An inhaled corticosteroid and long-acting beta-agonist therapy are the standard of care for most asthma cases, although biologics have found a role in more severe types that have remaining symptoms. 

The combination of the two therapies failed to perform better than Dupixent alone. Cowen’s Yerber said the result does not justify further developing REGN3500 as a Dupixent combo therapy.

And while questions linger over exactly how much worse REGN3500 performed than Dupixent, that did not stop analysts and investors from mulling over potential impacts for competitors.

AnaptysBio is also developing an anti-IL-33 antibody called etokimab. That San Diego-based biotech saw its stock drop 15% Friday morning, as some Wall Street analysts worried etokimab would struggle to best REGN3500.

Stifel’s Derek Archila downgraded the company Friday, slashing his price target by 40% to $74 over a lack of confidence that etokimab can differentiate itself from Dupixent. The study results suggest that AnaptysBio’s drug is “years behind Dupixent,” the analyst wrote.

Other analysts covering AnaptysBio stopped short of reaching that conclusion without detailed data, bringing up the possibility that REGN3500 and etokimab could be meaningfully different.

“We are cautious on making a direct read to [AnaptysBio’s] etokimab without knowing if REGN3500 and etokimab are achieving comparable levels of IL-33 suppression,” Cantor Fitzgerald’s Eliana Merle wrote to investors.

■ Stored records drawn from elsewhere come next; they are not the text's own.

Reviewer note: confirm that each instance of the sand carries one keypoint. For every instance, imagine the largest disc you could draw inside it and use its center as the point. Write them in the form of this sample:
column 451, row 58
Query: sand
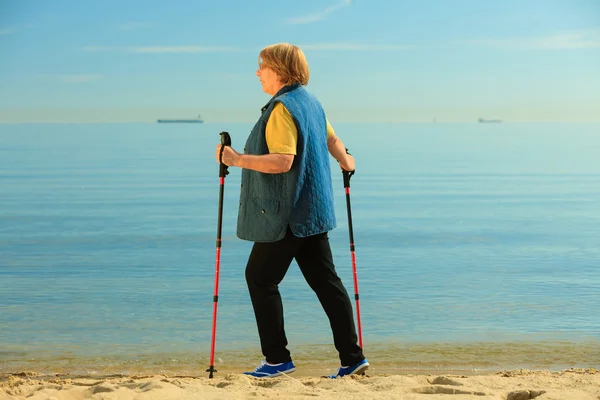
column 571, row 384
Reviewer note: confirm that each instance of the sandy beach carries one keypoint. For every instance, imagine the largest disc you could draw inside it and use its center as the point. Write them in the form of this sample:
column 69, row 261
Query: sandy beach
column 571, row 384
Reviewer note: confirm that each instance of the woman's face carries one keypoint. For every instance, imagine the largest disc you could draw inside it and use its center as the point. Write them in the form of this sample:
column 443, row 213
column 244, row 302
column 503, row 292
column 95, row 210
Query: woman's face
column 269, row 80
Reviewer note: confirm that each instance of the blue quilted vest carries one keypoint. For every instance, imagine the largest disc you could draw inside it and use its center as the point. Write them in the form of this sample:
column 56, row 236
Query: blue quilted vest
column 301, row 198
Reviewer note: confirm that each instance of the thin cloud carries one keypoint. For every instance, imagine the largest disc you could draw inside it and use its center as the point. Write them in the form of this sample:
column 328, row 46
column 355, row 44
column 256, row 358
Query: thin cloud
column 563, row 41
column 133, row 26
column 72, row 78
column 354, row 47
column 321, row 15
column 162, row 49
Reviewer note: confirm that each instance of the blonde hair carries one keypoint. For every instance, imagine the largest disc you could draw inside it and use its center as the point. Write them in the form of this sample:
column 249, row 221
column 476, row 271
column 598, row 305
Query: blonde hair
column 288, row 62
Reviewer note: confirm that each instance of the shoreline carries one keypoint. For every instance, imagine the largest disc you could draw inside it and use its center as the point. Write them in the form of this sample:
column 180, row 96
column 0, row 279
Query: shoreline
column 570, row 384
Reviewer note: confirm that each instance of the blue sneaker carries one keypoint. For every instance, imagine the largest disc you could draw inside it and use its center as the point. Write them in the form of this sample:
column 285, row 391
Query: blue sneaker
column 355, row 369
column 265, row 370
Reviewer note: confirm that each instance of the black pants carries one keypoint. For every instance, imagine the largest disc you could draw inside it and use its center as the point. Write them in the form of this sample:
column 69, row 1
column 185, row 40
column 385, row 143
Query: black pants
column 267, row 266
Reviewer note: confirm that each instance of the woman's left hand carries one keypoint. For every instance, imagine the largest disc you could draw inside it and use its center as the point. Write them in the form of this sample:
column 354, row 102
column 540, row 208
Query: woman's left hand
column 230, row 156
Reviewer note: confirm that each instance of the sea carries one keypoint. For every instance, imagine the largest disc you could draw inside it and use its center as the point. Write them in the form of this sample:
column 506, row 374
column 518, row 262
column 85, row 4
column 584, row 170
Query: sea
column 477, row 249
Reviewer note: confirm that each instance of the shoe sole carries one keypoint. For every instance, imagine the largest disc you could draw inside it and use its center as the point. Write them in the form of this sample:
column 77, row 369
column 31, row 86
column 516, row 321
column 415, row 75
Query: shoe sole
column 289, row 371
column 358, row 371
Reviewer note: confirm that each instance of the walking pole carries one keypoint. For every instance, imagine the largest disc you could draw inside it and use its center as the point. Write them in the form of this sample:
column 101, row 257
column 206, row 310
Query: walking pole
column 347, row 176
column 225, row 141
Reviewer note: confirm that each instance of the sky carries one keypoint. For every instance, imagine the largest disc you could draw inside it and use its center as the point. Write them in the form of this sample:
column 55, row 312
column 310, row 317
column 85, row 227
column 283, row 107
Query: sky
column 370, row 60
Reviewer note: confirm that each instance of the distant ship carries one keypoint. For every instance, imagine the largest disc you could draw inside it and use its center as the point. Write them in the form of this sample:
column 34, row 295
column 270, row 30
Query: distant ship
column 198, row 120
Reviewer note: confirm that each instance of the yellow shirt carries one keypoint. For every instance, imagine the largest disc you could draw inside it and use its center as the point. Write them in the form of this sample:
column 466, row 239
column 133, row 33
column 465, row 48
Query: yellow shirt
column 281, row 133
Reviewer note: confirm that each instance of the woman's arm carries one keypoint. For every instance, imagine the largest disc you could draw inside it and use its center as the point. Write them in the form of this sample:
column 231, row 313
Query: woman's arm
column 338, row 151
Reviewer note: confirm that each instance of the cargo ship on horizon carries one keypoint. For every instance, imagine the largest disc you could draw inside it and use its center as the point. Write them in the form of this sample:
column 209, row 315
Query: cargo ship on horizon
column 198, row 120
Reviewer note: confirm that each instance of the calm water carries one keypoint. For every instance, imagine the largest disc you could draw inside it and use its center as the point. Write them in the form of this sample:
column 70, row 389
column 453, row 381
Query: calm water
column 478, row 247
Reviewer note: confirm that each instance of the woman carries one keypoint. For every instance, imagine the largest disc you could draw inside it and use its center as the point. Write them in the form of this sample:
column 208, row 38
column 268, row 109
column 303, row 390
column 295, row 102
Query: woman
column 286, row 209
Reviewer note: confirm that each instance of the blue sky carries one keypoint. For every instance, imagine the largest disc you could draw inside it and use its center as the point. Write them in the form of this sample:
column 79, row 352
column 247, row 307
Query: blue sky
column 370, row 60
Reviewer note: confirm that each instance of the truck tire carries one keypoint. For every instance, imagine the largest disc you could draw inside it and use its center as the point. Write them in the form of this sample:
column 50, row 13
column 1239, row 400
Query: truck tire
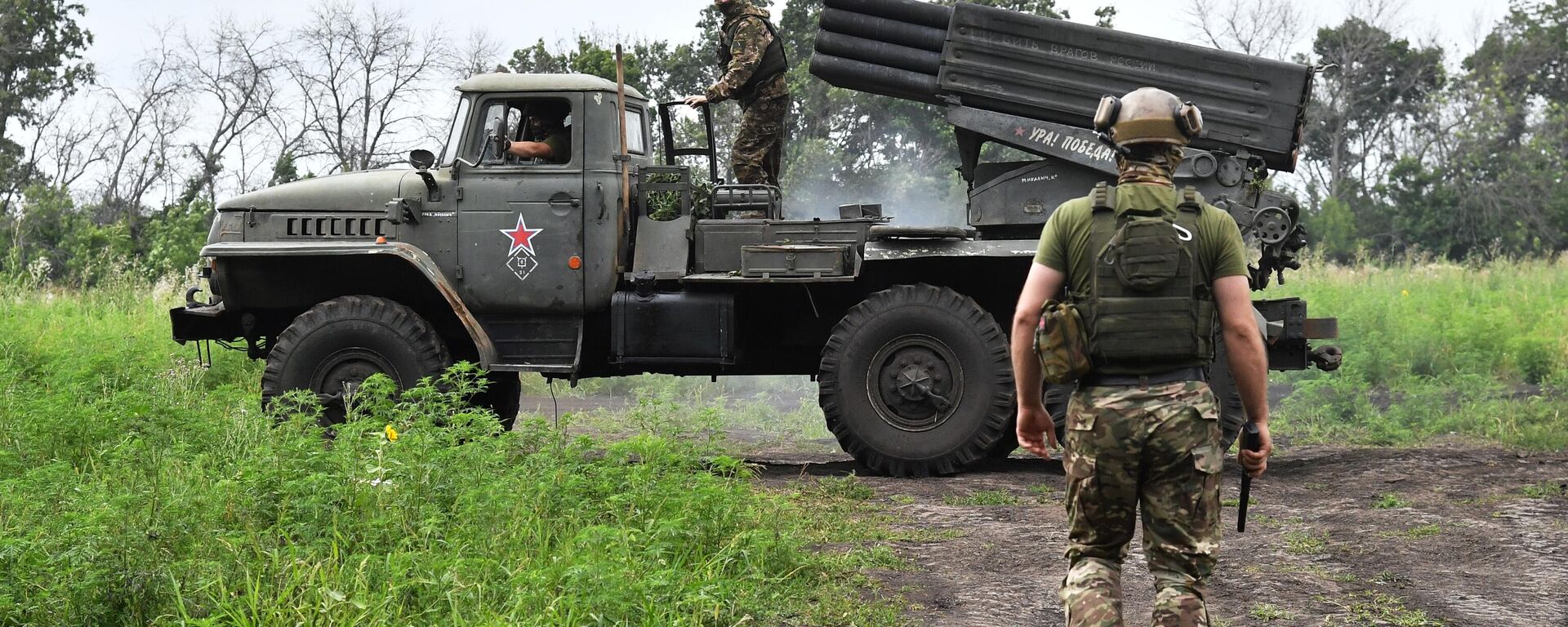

Etokimab is slated to produce top-line results from a Phase 2b study in atopic dermatitis by year’s end.

REGN3500 is also in mid-stage clinical testing for chronic obstructive pulmonary disease and atopic dermatitis. The atopic dermatitis trial is expected to generate data next year.

AstraZeneca also has an IL-33 program, MEDI3506, in Phase 1 testing for chronic obstructive pulmonary disease.